It’s one of the most important decisions you’ll make.  I’ve aided in a number of successful leadership hires.  Organizations can succeed or fail on this.  Here’s how to hire the right leader:

Identify the top needs of your customers and employees

Identify the specific major challenges and opportunities of your organization

Describe in detail the type of leader best able to meet those needs, challenges, and opportunities – recruit and advertise for this type of leader – be open to any candidate who can successfully do these things

Recruit and advertise through the communications channels that reach those types of leaders

Sell the opportunity, organization, and community/customers you serve to attract applicants

If you fail to get the right talent pool, restart the search – don’t settle

Hire character and culture

Test for skills during the interview (real world problem-solving scenario)

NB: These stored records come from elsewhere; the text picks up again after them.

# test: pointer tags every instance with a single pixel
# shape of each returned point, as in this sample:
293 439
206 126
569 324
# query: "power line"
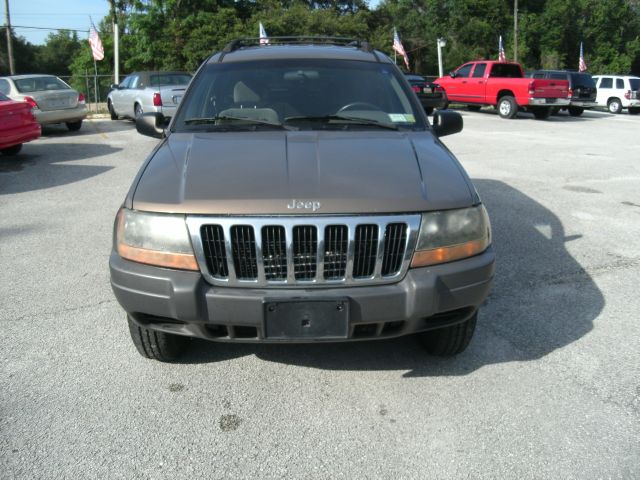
47 28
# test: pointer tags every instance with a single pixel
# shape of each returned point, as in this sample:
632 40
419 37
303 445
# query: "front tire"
160 346
10 151
448 341
614 105
507 107
576 111
74 126
112 112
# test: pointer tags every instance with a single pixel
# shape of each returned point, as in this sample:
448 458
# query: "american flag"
97 50
263 35
582 65
397 46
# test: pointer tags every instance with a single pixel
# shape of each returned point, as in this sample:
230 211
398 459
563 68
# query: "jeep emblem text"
303 205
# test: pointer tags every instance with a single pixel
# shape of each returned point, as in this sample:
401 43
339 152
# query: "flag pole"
95 84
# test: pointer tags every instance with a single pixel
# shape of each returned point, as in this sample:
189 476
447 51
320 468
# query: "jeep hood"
290 173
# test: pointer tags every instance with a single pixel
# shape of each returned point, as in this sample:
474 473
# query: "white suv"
617 92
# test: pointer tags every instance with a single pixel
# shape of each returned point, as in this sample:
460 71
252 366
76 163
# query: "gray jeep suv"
300 195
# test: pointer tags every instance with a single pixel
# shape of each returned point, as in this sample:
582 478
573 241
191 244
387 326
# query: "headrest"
243 94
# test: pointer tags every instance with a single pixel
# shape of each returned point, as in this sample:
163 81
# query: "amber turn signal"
435 256
182 261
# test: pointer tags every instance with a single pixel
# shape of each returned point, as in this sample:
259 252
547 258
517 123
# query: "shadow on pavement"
542 300
41 165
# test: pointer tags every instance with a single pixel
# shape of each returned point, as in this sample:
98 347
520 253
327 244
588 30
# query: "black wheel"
614 105
112 112
541 113
448 341
74 126
507 107
157 345
575 111
14 150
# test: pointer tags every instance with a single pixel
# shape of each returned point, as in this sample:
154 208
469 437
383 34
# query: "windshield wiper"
343 118
218 118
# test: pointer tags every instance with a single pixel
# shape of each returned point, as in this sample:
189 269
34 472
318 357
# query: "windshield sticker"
402 118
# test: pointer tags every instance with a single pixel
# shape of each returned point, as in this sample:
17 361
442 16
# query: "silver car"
51 99
143 92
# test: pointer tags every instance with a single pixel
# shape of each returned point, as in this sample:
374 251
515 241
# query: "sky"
52 14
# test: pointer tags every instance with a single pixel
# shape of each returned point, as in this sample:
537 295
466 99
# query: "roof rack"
238 43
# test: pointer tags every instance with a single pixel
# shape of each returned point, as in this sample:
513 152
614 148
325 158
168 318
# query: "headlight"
452 235
154 239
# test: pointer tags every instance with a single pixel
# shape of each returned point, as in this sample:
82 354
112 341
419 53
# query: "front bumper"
549 102
183 303
45 117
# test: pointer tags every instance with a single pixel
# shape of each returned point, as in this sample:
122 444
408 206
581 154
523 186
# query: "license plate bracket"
305 318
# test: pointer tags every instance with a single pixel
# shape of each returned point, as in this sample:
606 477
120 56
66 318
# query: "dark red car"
17 125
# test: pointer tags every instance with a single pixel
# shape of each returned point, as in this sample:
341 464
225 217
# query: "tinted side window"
4 86
479 70
606 82
126 82
464 70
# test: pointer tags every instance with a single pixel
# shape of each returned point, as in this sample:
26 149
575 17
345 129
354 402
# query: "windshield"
169 79
38 84
582 80
301 94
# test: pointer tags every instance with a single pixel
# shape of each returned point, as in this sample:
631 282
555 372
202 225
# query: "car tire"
112 112
155 345
14 150
448 341
507 107
575 111
74 126
614 105
541 113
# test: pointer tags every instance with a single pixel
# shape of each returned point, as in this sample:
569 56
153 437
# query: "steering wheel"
357 106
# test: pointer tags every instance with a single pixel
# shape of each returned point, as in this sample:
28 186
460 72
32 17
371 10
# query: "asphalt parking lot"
549 387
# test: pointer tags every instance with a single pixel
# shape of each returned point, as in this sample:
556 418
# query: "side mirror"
446 122
152 124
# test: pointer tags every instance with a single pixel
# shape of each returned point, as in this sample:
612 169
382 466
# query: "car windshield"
38 84
299 94
582 80
161 79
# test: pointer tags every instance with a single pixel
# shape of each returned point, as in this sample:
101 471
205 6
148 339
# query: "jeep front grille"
303 251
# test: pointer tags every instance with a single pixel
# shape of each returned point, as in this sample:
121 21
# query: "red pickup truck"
502 84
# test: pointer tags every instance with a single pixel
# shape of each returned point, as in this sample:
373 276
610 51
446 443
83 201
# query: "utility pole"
116 41
7 18
515 31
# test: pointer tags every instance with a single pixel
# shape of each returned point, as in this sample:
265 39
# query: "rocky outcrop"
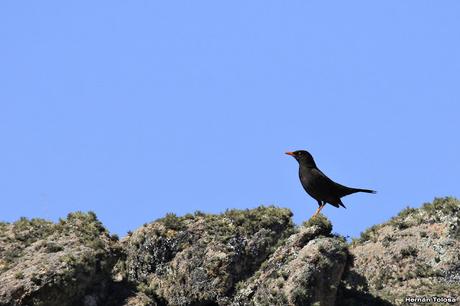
68 263
415 254
240 257
198 259
305 270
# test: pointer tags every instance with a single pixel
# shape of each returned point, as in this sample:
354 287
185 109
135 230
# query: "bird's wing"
328 186
320 182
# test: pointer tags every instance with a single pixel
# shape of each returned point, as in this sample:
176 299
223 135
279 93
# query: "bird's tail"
364 190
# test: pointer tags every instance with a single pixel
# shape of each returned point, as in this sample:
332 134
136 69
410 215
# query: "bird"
318 185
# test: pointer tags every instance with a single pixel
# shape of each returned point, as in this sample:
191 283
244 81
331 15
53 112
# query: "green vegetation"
320 221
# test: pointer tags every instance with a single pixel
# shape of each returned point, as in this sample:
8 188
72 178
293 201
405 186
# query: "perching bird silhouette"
318 185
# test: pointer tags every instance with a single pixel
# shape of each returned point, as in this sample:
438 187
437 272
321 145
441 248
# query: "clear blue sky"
134 109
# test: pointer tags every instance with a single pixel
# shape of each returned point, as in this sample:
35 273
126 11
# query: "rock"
198 259
414 254
306 270
55 264
238 258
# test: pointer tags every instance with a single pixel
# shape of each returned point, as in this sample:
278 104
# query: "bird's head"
303 157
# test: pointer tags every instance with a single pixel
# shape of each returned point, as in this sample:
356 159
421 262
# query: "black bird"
318 185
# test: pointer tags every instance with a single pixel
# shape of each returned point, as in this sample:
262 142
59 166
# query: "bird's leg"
321 205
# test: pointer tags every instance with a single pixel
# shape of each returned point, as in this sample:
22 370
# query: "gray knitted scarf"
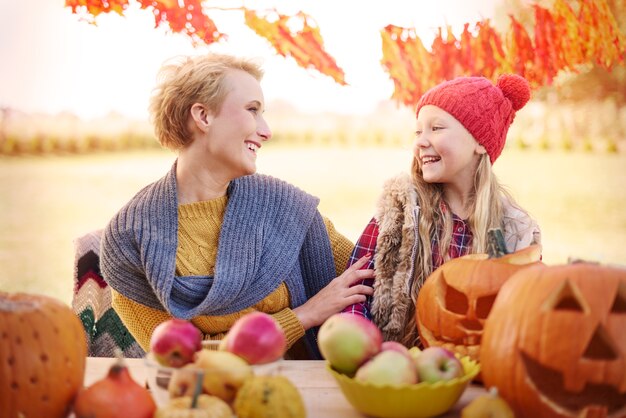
272 232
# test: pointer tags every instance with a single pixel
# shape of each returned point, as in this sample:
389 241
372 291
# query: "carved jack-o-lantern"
456 299
555 342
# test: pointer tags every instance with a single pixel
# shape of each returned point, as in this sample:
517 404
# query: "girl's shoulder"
400 188
520 229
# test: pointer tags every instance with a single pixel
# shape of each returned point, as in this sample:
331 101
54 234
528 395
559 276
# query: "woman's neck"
196 183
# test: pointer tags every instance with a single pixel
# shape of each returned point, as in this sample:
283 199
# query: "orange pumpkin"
456 299
43 351
555 342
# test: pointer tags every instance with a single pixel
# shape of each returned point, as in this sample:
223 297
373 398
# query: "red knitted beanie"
485 110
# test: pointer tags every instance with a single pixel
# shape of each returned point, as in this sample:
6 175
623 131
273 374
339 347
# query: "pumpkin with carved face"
456 299
555 342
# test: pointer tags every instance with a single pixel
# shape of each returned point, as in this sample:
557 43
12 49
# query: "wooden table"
322 396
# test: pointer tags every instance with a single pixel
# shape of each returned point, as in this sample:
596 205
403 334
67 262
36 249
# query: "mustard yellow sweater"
198 235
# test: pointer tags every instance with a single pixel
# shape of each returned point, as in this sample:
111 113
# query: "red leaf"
95 7
407 62
305 45
189 19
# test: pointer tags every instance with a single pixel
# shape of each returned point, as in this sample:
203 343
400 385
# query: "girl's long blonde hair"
487 205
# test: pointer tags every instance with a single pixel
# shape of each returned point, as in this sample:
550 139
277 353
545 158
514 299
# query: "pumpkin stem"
120 364
496 247
197 390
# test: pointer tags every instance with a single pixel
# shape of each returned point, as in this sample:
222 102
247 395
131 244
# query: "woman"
211 240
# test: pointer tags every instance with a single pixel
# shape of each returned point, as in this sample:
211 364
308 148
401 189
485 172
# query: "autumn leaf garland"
569 34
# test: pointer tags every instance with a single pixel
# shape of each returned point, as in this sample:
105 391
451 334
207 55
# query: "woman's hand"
338 294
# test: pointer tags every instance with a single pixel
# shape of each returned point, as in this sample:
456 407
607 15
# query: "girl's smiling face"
447 153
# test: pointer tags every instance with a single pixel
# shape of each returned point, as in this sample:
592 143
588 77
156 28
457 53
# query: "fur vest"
397 214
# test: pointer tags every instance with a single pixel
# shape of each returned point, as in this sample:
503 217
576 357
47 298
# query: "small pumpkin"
43 351
115 395
269 396
555 342
456 298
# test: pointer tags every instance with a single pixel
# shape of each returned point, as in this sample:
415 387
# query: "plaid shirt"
460 245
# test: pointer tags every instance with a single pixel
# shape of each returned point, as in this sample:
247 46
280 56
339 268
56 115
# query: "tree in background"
590 81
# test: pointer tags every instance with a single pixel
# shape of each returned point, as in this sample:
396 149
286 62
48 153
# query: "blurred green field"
578 198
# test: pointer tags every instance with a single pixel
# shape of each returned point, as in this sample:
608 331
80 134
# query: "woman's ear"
202 117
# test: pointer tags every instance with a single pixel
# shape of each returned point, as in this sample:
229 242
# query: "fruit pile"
215 383
353 346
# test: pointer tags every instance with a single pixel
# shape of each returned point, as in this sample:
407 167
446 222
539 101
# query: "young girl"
451 199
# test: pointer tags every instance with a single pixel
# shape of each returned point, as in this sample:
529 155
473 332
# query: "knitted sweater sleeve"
341 246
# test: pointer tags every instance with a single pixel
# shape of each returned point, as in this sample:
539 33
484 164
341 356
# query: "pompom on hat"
485 110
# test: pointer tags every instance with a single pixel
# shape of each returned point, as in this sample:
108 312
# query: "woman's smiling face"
238 130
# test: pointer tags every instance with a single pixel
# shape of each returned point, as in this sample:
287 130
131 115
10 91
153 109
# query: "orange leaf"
547 59
520 52
446 66
189 19
407 62
95 7
305 45
487 49
604 42
571 50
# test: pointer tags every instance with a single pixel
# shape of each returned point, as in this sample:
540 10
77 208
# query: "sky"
52 62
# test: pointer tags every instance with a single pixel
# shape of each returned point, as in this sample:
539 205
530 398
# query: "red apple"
257 338
395 346
389 367
174 342
436 364
347 341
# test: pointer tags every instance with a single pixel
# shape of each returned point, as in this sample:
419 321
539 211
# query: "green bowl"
420 400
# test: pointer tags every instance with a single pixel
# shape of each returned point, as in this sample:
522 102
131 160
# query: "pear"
224 373
207 407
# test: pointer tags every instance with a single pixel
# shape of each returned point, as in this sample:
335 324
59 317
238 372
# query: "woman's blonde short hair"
184 81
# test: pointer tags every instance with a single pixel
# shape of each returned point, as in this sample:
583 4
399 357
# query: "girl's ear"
202 117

Pay attention to how much they have researched your organization and community

Let everyone meet and interact with the final candidates (employees, customers) – listen to their feedback

Make internal candidates compete – if the internal candidate prevails, they will be validated by the competition – if they do not, it means you ended up with a superior candidate – if the organization is already very successful, then an internal candidate could prevail – if it is failing, it’s impossible to see an internal candidate as the right choice

Resist the temptation to rush or short circuit the search – hire who you truly need as opposed to hiring the familiar or your friend – it needs to be a real and professional search not a show or you’ll hurt the person you hire.